The whole image fusion coda was rewritten in *SuperTomo2* in order to take advantage of certain new features in the Anaconda Python distribution. The fusion code was modified to allow processing of images of any size, by dividing them in several smaller blocks. GPU acceleration was added as well. 

In [1]:
%matplotlib inline
import os
import numpy
from ipywidgets import interact, fixed

from supertomo.ui import arguments                     # Command line arguments
from supertomo.io import image_data                    # Data structure
from supertomo.reconstruction import fusion            # Image registration functions
from supertomo.ui import show
from supertomo.utils import itkutils

from accelerate import profiler



The same command line layout is used as in all the other *SuperTomo2* scripts. Here the parameters are simulated with a string. The *hela_full_test.hdf5* dataset contains the HeLa cell images from the first SuperTomo publication.

The full size images are used here. The image fusion is divided into 24 blocks and the blocks are padded with 125 pixels on each side to avoid fusion artefacts.

In [2]:
fuse_args = ("hela_full_test.hdf5 --dir=/home/sami/Data/SuperTomo2/Import "  
             "--max-nof-iterations=1  --first-estimate=constant " 
             "--fusion-method=summative --scale=100 --blocks=24 --pad=125").split()
            
print fuse_args

options = arguments.get_fusion_script_options(fuse_args)




['hela_full_test.hdf5', '--dir=/home/sami/Data/SuperTomo2/Import', '--max-nof-iterations=1', '--first-estimate=constant', '--fusion-method=summative', '--scale=100', '--blocks=24', '--pad=125']


In [3]:
full_path = os.path.join(options.working_directory,
                         options.data_file)

if not os.path.isfile(full_path):
    raise AttributeError("No such file: %s" % full_path)
elif not full_path.endswith(".hdf5"):
    raise AttributeError("Not a HDF5 file")
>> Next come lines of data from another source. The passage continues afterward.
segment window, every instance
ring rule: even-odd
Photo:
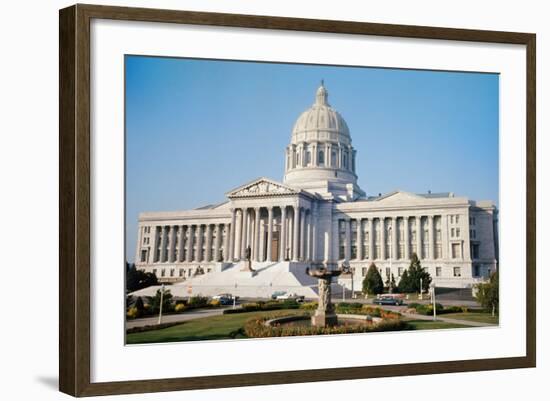
[[[344,168],[348,168],[348,155],[344,153]]]
[[[470,230],[470,238],[476,237],[476,230]]]
[[[479,277],[479,265],[474,265],[474,277]]]
[[[161,277],[166,276],[166,269],[162,269],[162,270],[160,271],[160,276],[161,276]]]
[[[402,267],[398,267],[398,268],[397,268],[397,275],[398,275],[399,277],[401,277],[401,276],[403,275],[403,268],[402,268]]]
[[[454,224],[454,222],[455,222],[455,216],[454,214],[451,214],[451,224]]]
[[[461,276],[460,267],[453,267],[453,276],[454,277],[460,277]]]
[[[174,269],[170,269],[170,277],[174,277]]]
[[[365,277],[367,275],[367,268],[366,267],[361,268],[361,274],[363,275],[363,277]]]
[[[455,223],[458,224],[458,214],[455,216]]]
[[[435,232],[435,240],[441,241],[441,228],[438,228],[437,231]]]
[[[309,166],[311,164],[311,152],[308,150],[306,152],[306,166]]]
[[[142,251],[141,251],[141,261],[145,262],[146,260],[147,260],[147,250],[142,249]]]
[[[460,228],[458,228],[458,227],[456,228],[456,236],[460,237]]]
[[[330,165],[336,166],[336,152],[332,152],[332,156],[330,157]]]
[[[389,267],[386,267],[386,277],[390,277],[391,275],[391,269]]]
[[[479,259],[479,244],[472,244],[472,258]]]
[[[437,266],[435,268],[435,276],[436,277],[441,277],[441,266]]]
[[[325,152],[319,151],[319,166],[325,165]]]
[[[452,244],[451,250],[453,259],[460,258],[460,244]]]
[[[153,269],[153,274],[156,276],[157,275],[157,269]]]
[[[435,258],[441,259],[443,257],[443,252],[441,249],[441,244],[435,244]]]
[[[455,229],[451,228],[451,237],[454,238],[454,236],[455,236]]]
[[[184,274],[184,273],[185,273],[185,270],[180,269],[180,271],[179,271],[179,276],[180,276],[180,277],[183,277],[183,274]]]
[[[470,217],[470,225],[471,225],[471,226],[475,226],[475,225],[476,225],[476,218],[475,218],[475,217]]]

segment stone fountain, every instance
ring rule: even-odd
[[[319,280],[319,306],[315,314],[311,317],[311,325],[316,327],[336,326],[338,316],[336,316],[334,305],[332,304],[331,282],[333,277],[342,274],[342,270],[329,270],[326,267],[307,269],[307,274],[316,277]]]

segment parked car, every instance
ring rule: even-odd
[[[403,305],[403,300],[393,295],[382,295],[374,298],[372,303],[376,305]]]
[[[239,297],[233,296],[232,294],[218,294],[214,295],[212,299],[220,301],[220,305],[232,305]]]
[[[294,292],[285,292],[284,294],[277,295],[277,297],[275,299],[277,299],[278,301],[285,301],[285,300],[293,299],[296,302],[303,302],[304,296],[303,295],[298,295]]]
[[[277,299],[278,296],[286,294],[286,291],[275,291],[271,294],[271,299]]]

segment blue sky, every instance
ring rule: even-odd
[[[321,79],[351,131],[359,185],[498,204],[496,74],[126,56],[126,249],[142,211],[282,180],[292,127]]]

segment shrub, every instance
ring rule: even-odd
[[[447,306],[442,311],[438,311],[439,313],[462,313],[463,307],[460,306]]]
[[[210,306],[214,306],[214,307],[221,305],[219,299],[211,299],[209,304],[210,304]]]
[[[307,315],[304,315],[304,317]],[[266,326],[265,321],[278,316],[250,319],[245,323],[244,333],[247,337],[286,337],[286,336],[307,336],[319,334],[346,334],[346,333],[368,333],[376,331],[395,331],[408,328],[407,323],[399,319],[383,321],[378,325],[347,325],[342,324],[334,327],[315,326]]]
[[[318,306],[319,304],[317,302],[304,302],[303,304],[300,305],[300,309],[315,310],[317,309]]]
[[[187,306],[190,308],[200,308],[206,305],[208,305],[208,298],[201,295],[195,295],[187,301]]]
[[[185,304],[182,303],[182,302],[179,302],[174,307],[174,312],[181,313],[181,312],[185,312],[186,309],[187,309],[187,307],[185,306]]]
[[[129,319],[135,319],[139,317],[139,311],[135,306],[132,306],[130,309],[128,309],[128,312],[126,312],[126,316]]]
[[[443,305],[436,303],[435,311],[437,313],[443,313]],[[432,315],[434,313],[433,305],[432,304],[418,305],[416,307],[416,313],[418,313],[419,315]]]

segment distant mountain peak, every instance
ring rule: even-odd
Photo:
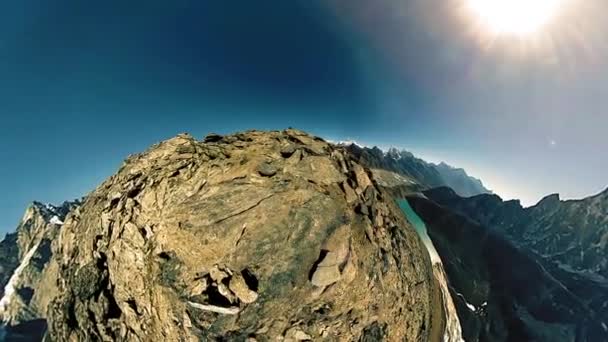
[[[454,166],[452,166],[452,165],[450,165],[450,164],[448,164],[448,163],[446,163],[444,161],[439,162],[439,164],[435,164],[435,165],[440,166],[440,167],[445,167],[445,168],[453,169],[453,170],[463,170],[461,168],[456,168],[456,167],[454,167]]]
[[[447,163],[429,163],[403,149],[391,147],[383,151],[378,147],[355,145],[347,146],[347,149],[371,169],[391,171],[415,181],[417,191],[448,186],[464,197],[492,193],[479,179],[469,176],[462,168]]]
[[[51,203],[42,203],[38,201],[32,202],[30,207],[26,210],[25,215],[22,219],[22,223],[25,223],[33,213],[38,213],[40,216],[44,218],[45,221],[55,223],[63,221],[65,216],[72,210],[74,207],[80,205],[82,203],[82,199],[76,199],[73,201],[65,201],[60,205],[54,205]]]
[[[559,202],[561,202],[560,195],[555,193],[543,197],[543,199],[541,199],[536,206],[555,205],[559,204]]]

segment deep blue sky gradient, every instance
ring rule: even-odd
[[[186,131],[405,147],[529,203],[604,188],[601,20],[595,58],[565,43],[555,66],[480,48],[437,1],[2,2],[0,232]]]

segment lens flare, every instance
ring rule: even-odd
[[[526,35],[545,26],[563,0],[468,0],[480,21],[496,34]]]

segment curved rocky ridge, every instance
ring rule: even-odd
[[[590,294],[571,291],[535,255],[448,207],[409,201],[445,260],[466,341],[608,340]]]
[[[53,341],[437,341],[428,253],[342,147],[180,135],[130,157],[53,245]]]

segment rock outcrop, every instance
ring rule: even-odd
[[[15,233],[0,243],[0,335],[11,340],[39,340],[46,328],[46,308],[57,295],[53,244],[66,215],[79,202],[61,206],[34,202]]]
[[[53,341],[429,341],[427,252],[344,147],[297,130],[180,135],[65,219]]]

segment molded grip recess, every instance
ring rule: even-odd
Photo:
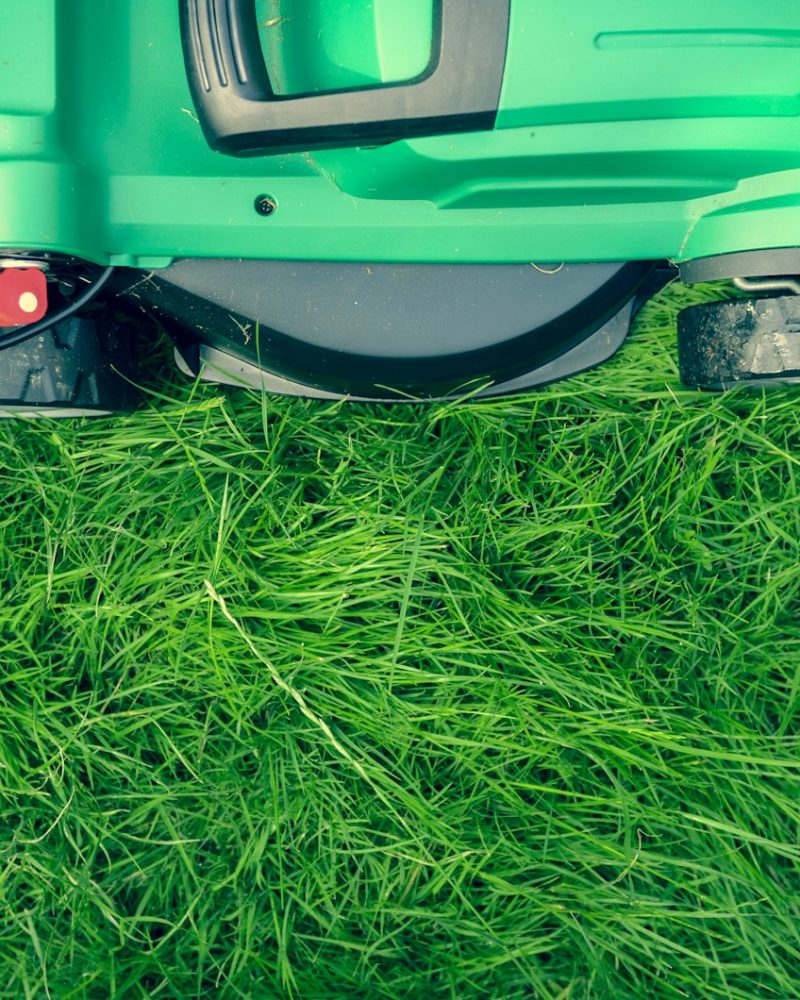
[[[407,83],[276,94],[255,0],[179,0],[184,57],[209,145],[234,156],[494,128],[510,0],[438,0],[433,58]]]

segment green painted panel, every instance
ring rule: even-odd
[[[498,127],[800,114],[800,4],[511,4]]]
[[[318,6],[320,18],[353,9]],[[339,85],[334,64],[383,82],[411,73],[424,45],[408,48],[399,9],[362,22],[361,62],[326,21],[323,48],[339,54],[305,81],[298,61],[293,85]],[[431,8],[414,9],[421,40]],[[800,243],[800,5],[786,0],[512,0],[493,132],[244,160],[203,138],[173,0],[26,0],[7,23],[0,247],[150,267],[218,255],[687,258]],[[278,203],[269,218],[253,208],[262,193]]]
[[[47,114],[56,102],[56,0],[0,8],[0,115]],[[0,132],[0,154],[2,154]]]

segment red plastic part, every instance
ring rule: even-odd
[[[27,326],[47,315],[47,278],[37,267],[0,270],[0,326]]]

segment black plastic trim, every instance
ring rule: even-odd
[[[260,269],[259,273],[248,270],[248,264],[253,269]],[[332,265],[306,266],[309,287],[321,288],[325,269]],[[364,269],[363,265],[337,266]],[[156,272],[145,284],[132,283],[132,290],[135,290],[132,297],[153,308],[167,324],[177,324],[187,339],[200,340],[294,382],[328,392],[370,398],[386,398],[391,390],[400,396],[438,397],[475,380],[496,384],[510,382],[561,357],[591,337],[633,299],[652,275],[654,265],[650,262],[577,265],[578,268],[603,268],[602,280],[588,293],[584,282],[570,279],[568,270],[562,275],[563,282],[542,276],[541,284],[536,286],[537,294],[546,298],[531,298],[530,326],[527,332],[520,334],[511,328],[508,333],[504,332],[507,322],[504,309],[508,301],[492,289],[492,272],[502,270],[503,265],[494,268],[461,265],[472,269],[474,301],[488,300],[495,310],[495,329],[487,327],[485,336],[473,340],[473,344],[482,342],[485,346],[465,349],[464,336],[455,322],[443,331],[447,346],[439,353],[435,353],[433,345],[425,350],[418,341],[403,343],[405,312],[397,312],[403,309],[402,302],[392,304],[378,296],[369,305],[369,315],[374,316],[371,327],[375,330],[376,345],[381,339],[385,342],[389,326],[384,321],[390,311],[395,321],[391,325],[392,351],[388,354],[370,352],[369,338],[359,340],[351,334],[346,319],[340,318],[338,326],[334,327],[331,318],[330,340],[325,346],[319,340],[314,342],[312,337],[304,337],[302,330],[289,334],[276,329],[274,316],[270,320],[273,309],[269,290],[281,288],[283,298],[288,292],[281,287],[279,276],[270,271],[271,267],[274,265],[266,261],[181,261]],[[434,282],[439,297],[437,313],[447,311],[449,296],[453,295],[447,272],[452,268],[444,265],[372,265],[373,269],[379,267],[403,267],[413,280],[416,280],[415,269],[421,274],[438,267],[441,277],[437,275]],[[514,266],[511,267],[513,270]],[[316,282],[313,280],[315,268],[320,272]],[[346,273],[342,280],[347,280]],[[413,280],[409,287],[413,287]],[[240,291],[237,292],[237,288]],[[261,290],[259,296],[263,291],[263,297],[259,298],[259,305],[248,308],[244,302],[254,288]],[[557,312],[548,319],[544,319],[546,300],[551,307],[558,304]],[[306,303],[296,302],[297,316],[304,316],[306,309]],[[321,321],[325,322],[324,316]]]
[[[680,265],[681,281],[699,285],[703,281],[727,281],[731,278],[763,278],[772,275],[800,274],[800,248],[748,250],[724,253],[718,257],[698,257]]]
[[[655,274],[656,272],[654,272]],[[647,282],[649,284],[649,282]],[[644,287],[644,286],[643,286]],[[631,323],[637,312],[639,296],[630,299],[616,315],[596,330],[586,340],[580,342],[565,354],[553,361],[539,365],[531,371],[508,382],[495,382],[481,389],[476,396],[481,399],[498,399],[503,396],[528,392],[531,389],[549,385],[570,378],[580,372],[596,368],[613,357],[631,328]],[[209,347],[199,341],[183,340],[175,344],[175,360],[178,368],[190,378],[201,378],[204,382],[214,382],[230,385],[236,388],[249,387],[262,392],[278,393],[284,396],[303,396],[306,399],[348,399],[352,402],[364,402],[366,397],[329,392],[317,389],[302,382],[291,382],[280,376],[272,375],[232,354],[226,354],[218,348]],[[430,402],[432,399],[452,399],[464,394],[464,389],[441,397],[425,397],[418,400],[413,396],[389,397],[389,395],[372,396],[370,402],[413,403]],[[469,387],[474,392],[474,386]]]
[[[434,58],[407,83],[282,96],[255,0],[179,0],[189,85],[213,149],[257,156],[494,128],[510,0],[438,0]]]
data = image_data.ImageData(full_path)

## MKLFFT Fusion on CPU

The old image fusion code was rewritten to take advantage of MKL optimized FFT algorithms in the Anaconda package. All the same algorithms are available as in *SuperTomo1*

In [4]:
task = fusion.MultiViewFusionRL(data, options)

The original image size is 198 1024 1024




The fusion will be run with 24 blocks
The internal image size is 200 1026 1024


The image fusion can now be run on a regular computer, which was not previously possible due to huge memory requirements when using large images. However, as one could expect, the going is slow. One estimate calculation takes 5470s (1,5h). The performance can be improved by reducing the number of blocks -- but of course the amount of available blocks plays a role in that. Most of the time is spent in the FFT functions. The MKL optimizations work, but do not make miracles.

In [5]:

task.estimate = numpy.ones(task.image_size, dtype=numpy.float32)
#cProfile.run('task.compute_estimate()')
p = profiler.Profile(signatures=False)
p.enable()
task.compute_estimate()
p.disable()
profiler.plot(p)

Beginning the computation of the 0. estimate
The current block is 1


  cache = block / cache


The current block is 2
The current block is 3
The current block is 4
The current block is 5
The current block is 6
The current block is 7
The current block is 8
The current block is 9
The current block is 10
The current block is 11
The current block is 12
The current block is 13
The current block is 14
The current block is 15
The current block is 16
The current block is 17
The current block is 18
The current block is 19
The current block is 20
The current block is 21
The current block is 22
The current block is 23
The current block is 24


## CUDA fusion on a GPU

Hardware acceleration features were added in order to make the image fusion times more reasonable. With 24 blocks calculation of a single estimate on a GPU takes 157 seconds (2,5 minutes), an improvement of ~36 times over the non-accelerated code. **The CUDA code can be run at 8 blocks at minimum, which further reduces the time to ~110 seconds per iteration, an improvement of ~50 times**.

In [6]:
from supertomo.reconstruction import fusion_cuda

task2 = fusion_cuda.MultiViewFusionRLCuda(data, options)

The original image size is 198 1024 1024
The fusion will be run with 24 blocks
The internal image size is 200 1026 1024
kernel config: (24, 19, 38) x (32, 32, 8)


In [7]:

task2.estimate = numpy.ones(task2.image_size, dtype=numpy.float32)
p2 = profiler.Profile(signatures=False)
p2.enable()
task2.compute_estimate()
p2.disable()
profiler.plot(p2)
#cProfile.run('task2.compute_estimate()')

Beginning the computation of the 0. estimate


In [8]:
data.close()